The premise is that the camera parameters (internal and external parameters) are not known, only the "cameraMatrix" (ie Camera projection matrix, 4×3 matrix) under each view angle is known. How to solve the world coordinate point?
前提是相机参数(内外参)并不知道,只知道每个视角下的"cameraMatrix"(即Camera projection matrix,4×3大小的矩阵)已知的,请问如何求解该世界坐标点?
I wrote an algorithm to complete multiple point reconstruction using the least squares method. The following can be used as a reference, but matlab does not provide a similar function.
function points3D = TriangluateLS(matchedPoints1,camera_matrix1,...

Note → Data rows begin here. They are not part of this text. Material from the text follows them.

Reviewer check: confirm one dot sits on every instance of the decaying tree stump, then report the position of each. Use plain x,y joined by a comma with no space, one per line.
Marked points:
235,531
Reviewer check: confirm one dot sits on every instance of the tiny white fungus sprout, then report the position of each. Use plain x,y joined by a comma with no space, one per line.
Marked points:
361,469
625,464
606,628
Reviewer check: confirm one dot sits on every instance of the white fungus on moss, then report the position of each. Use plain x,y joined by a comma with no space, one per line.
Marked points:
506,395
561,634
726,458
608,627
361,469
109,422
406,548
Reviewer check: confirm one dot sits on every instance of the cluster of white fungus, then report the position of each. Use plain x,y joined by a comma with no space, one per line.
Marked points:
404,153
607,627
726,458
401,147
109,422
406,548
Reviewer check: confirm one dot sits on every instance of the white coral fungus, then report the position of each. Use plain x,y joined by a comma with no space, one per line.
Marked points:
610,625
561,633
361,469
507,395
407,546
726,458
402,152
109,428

% 功能: 最小二乘法多对(n>=2,n<=4)匹配点三维点重建。
% 输入:matchedPoints, m*2 double [x,y] 图像坐标点,其余matchedPoints类推,顺序要对应,大小一致
% camera_matrix, 3*4 double 相机矩阵P,形如P =
% [m11,m12,m13,m14;m21,m22,m23,m24;m31,m32,m33,m34];其余类推
% 输出: points3D,m*3 double [x,y,z],重建后的三维点坐标
% reference:
% author:cuixingxing
% email:
% 2018.7.31
minArgs=4;% 最少2对匹配点
maxArgs=8;% 最多4对匹配点
if mod(nargin,2)~=0
m = size(matchedPoints1,1); % 点个数
points3D = zeros(m,3);
for i = 1:m
[A1,b1] = GetCoff(matchedPoints1(i,:),camera_matrix1);
[A2,b2] = GetCoff(matchedPoints2(i,:),camera_matrix2);
A = [A1;A2];
b = [b1;b2];
if length(varargin) == 2 % 3对
[A3,b3] = GetCoff(varargin{1}(i,:),varargin{2});
A(5:6,:) = A3;
b(5:6,:) = b3;
if length(varargin) == 4
[A3,b3] = GetCoff(varargin{1}(i,:),varargin{2});
[A4,b4] = GetCoff(varargin{3}(i,:),varargin{4});
A(5:8,:) = [A3;A4];
b(5:8,:) = [b3;b4];
sol = A\b;
points3D(i,1:3) = sol;
GetCoff.m :
function [A,b] = GetCoff(matchedPoints,camera_matrix)
% 功能:获取系数
% 输入,matchedPoints,m*2 double 点集坐标
% camera_matrix, 3*4 相机矩阵
% 输出:A,2*1 double
% b,2*1 double
% reference:
% author:cuixingxing
% email:
% 2018.7.31
u1 = matchedPoints(:,1);v1 = matchedPoints(:,2);
m11 = camera_matrix(1,1);m12 = camera_matrix(1,2);m13 = camera_matrix(1,3);m14 =camera_matrix(1,4);
m21 = camera_matrix(2,1);m22 = camera_matrix(2,2);m23 = camera_matrix(2,3);m24 =camera_matrix(2,4);
m31 = camera_matrix(3,1);m32 = camera_matrix(3,1);m33 = camera_matrix(3,3);m34 =camera_matrix(3,4);
A = [u1.*m31-m11,u1.*m32-m12,u1.*m33-m13;
b = [m14-u1.*m34;

Accepted Answer

Qu Cao
Qu Cao on 8 Apr 2021
Edited: Qu Cao on 8 Apr 2021
triangulateMultiview requires both camera poses and intrinsic parameters inputs to compute the 3-D world positions corresponding to point tracks across different images. Internally, camera projection matrices are computed based on these two inputs. You can take a look at the code implementation of triangulateMultiview and reuse some of the pieces to write a function for your workflow. Just be aware that this approach is not recommended as the internal code is not documented or tested.
  1 Comment
cui on 9 Apr 2021
Through the source code view, I found the internal calling method I want. It would be better if it can be implemented in open source.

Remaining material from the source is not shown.